I believe in evil. I wish I could begin this essay with a joyous and optimistic statement; perhaps declare something about puppies, cookies, or loving-kindness. You know, something that when read fully warms the human heart of its reader. This, I’m afraid to say, is simply a fantasy, conjured in some Freudian sense so that I might bear to listen to perhaps one more very sad tale, for I am a therapist.
And not just any old therapist with the couch, the yellow legal pad, and the “How does that make you feel” uttered once every 90 seconds. I work kids. Yes, I too as an innocent and Pollyannaish undergraduate pompously announced to anyone who would listen, “I want to make a difference…I want to work with kids.” But these aren’t your ordinary kids.
Imagine for a second, if you will, sitting in front of a damaged pintsized being hour after hour, day after day, hearing the stories most people choose to pretend don’t exist and shove under a tightly-locked unconscious. Imagine hearing the stories of abuse, neglect, and even worse, the stories of broken hearts.
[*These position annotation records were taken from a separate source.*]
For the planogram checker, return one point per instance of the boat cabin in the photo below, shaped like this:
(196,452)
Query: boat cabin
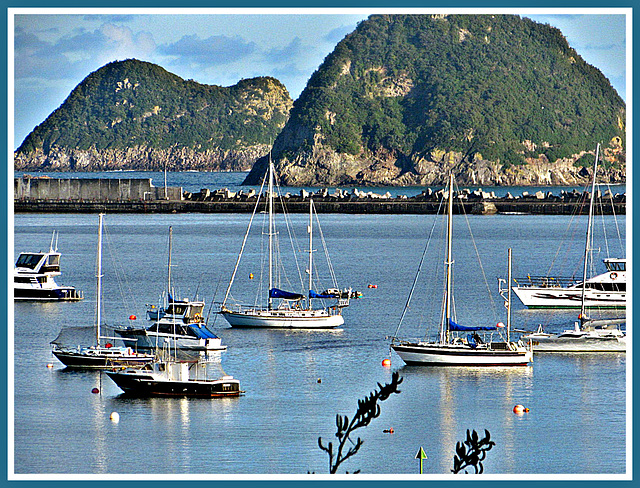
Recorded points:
(39,262)
(613,264)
They don’t prepare you for that in grad school.
In my young and innocent days of wanting to save the world, perhaps I could have begun this essay with something about cookies, or about believing Louis Armstrong when he harmoniously attests, “What a wonderful world.” But now, after vicariously living the countless heart-wrenching and vexatious tragedies with the most innocent of creatures, most days all I can say is, “There truly is evil in this world.”
But therapy is an amazing profession because just when I think my heart is about to collapse under the weight of pain I voluntarily welcome into my office everyday, that ONE walks in. That ONE who has faced more pain and heartache than anyone could stand to bear, that ONE who on the outside looks like the most frail and brittle being ever to be graced with a soul, that ONE who, unwanted, stands with dignity and says in ways words cannot, “I will not be broken.”
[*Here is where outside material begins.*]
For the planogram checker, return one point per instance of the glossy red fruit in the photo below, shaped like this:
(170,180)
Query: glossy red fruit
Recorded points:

Being a child therapist has taught me many unexpected and invaluable lessons. Amongst others, I now believe in appreciation for what I have as well as appreciation for what I don’t. I now believe in the healing power of genuineness and of the simple act of listening. I believe in forgiving the jerk who just cut me off in traffic. I believe in laughing at myself and allowing others to laugh along with me. And I believe that there are no true victims in this world, only wounded warriors. But perhaps most of all, I believe that while there is evil in this world, and while atrocious things happen to the world’s most innocent, within every single one of them lies an instinctive and dynamic will to survive, and it is up to us less-wounded to ensure that while their homes, their bones, and their hearts may be broken, their spirit never will.